The Brands at the Forefront of Ecommerce | Aaron Orendorff of Shopify
What’s coming next in ecommerce?
Aaron Orendorff is uniquely positioned to say.
As the Editor in Chief for Shopify Plus, Aaron has deep insights into the rapidly changing world of ecommerce — especially how new brands are building audiences of loyal and engaged customers. He’s keeping an eye on everything from augmented reality to China’s mobile-first ecomm infrastructure, and has an opinion on it all.
Because Aaron is constantly interviewing Shopify Plus brand leaders for case studies, he has had a front seat to watch upstart brands grow from nothing to millions in sales in just a few years. Through a combination of passion for their product and building a base of rabid fans, he’s identified a number of patterns that help the top brands stand out from the rest.
Watch Episode 15: The Empowered Marketer
In this exclusive interview, Aaron shares:
- The benefits and challenges of today’s ecommerce market
- How to start a successful ecommerce brand from the ground up
- The ecommerce brands he’s obsessed with
- …and much more.
Listen to the Full Conversation
Read the Top 4 Takeaways
1. Do you think it’s become easier or harder to get into ecommerce right now? Are you seeing a lot of new companies form and grow really quickly?
The barrier to entry is really low, but that also means competition is ramped up. Search is incredibly competitive. Knowing how to navigate Amazon is a beast, especially when your business grows to a certain size. Amazon is everybody’s best friend until Amazon notices you, and then it can get pretty scary.
So it’s a lot easier to get in and it is easier to rapidly scale. In the recent Mary Meeker internet trends report, she had a graph of all these companies scaling to over $100 million through the use of social media and other channels. It was incredibly encouraging to see the time cycle to go from zero to 100 million was around two to four years.

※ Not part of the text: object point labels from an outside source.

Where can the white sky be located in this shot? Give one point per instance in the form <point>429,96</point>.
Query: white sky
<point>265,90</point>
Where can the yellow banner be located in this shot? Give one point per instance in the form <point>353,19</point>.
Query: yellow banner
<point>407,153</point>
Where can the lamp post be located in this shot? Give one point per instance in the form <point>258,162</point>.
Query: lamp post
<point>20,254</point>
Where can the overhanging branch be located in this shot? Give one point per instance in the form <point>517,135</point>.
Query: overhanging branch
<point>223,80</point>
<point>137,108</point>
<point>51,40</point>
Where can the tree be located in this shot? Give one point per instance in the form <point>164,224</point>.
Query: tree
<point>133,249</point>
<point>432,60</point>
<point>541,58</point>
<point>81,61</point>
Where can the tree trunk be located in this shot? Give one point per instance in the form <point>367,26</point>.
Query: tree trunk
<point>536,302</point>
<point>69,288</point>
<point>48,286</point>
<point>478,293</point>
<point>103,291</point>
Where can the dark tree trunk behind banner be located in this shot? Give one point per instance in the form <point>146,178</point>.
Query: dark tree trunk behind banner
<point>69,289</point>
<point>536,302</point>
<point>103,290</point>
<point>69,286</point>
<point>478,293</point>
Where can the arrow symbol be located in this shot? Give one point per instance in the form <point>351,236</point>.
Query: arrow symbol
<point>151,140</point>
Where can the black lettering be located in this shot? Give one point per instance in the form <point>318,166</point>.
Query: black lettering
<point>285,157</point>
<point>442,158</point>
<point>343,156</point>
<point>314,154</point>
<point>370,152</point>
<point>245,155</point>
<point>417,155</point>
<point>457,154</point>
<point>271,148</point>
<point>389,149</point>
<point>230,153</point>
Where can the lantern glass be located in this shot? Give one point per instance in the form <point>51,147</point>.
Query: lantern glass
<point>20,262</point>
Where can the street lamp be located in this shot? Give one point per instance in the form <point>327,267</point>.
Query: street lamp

You can scale a lot faster especially if you’re coming at it with a passion for the product you’re selling. That’s what I see as the big mistake that ecommerce business leaders make — they start out in ecommerce as a way to make money, versus starting with the product. So many of the real amazing success stories that we get to cover on the Shopify Plus blog are about people that reverse that.
Someone like Gymshark has just had insane growth — peaking at over 52 million in a very short period of time. He started by sewing the clothes himself. He wanted to carve out a niche in an industry that was crowded, but wasn’t serving this particular segment. He built it organically, which is why they have such a strong presence on Facebook and especially Instagram. You’ll see this over and over again if you look through the case studies. There’s always an origin story that’s connected to product, rather than just trying to make money.
2. When it comes to ecommerce technology, what do you think are some of the biggest challenges facing B2C marketers? And what is a common mistake that a lot of ecommerce leaders make when it comes to technology?
Tech stack is a really hot topic the larger a business gets. This is behind a lot of scaling issues that people just don’t see coming. It’s not super hard to ramp up things like ad spend or even the tools for conversion rate optimization. But there are a few things that are the biggest mistakes or pain points with technology.
One is crossing the mobile divide. Everybody now knows that mobile browsing exceeds desktop browsing. It’s just a given. But despite all the prognostications, mobile buying itself still lags behind desktop buying. People in the West especially are conditioned to purchase through a traditional computer.
This makes multi-channel marketing absolutely critical. If you’re attracting customers through mobile, you have to have a very sophisticated way of tracking those customers once they leave your site on mobile and come back on desktop, as well as a way to bring them back on desktop.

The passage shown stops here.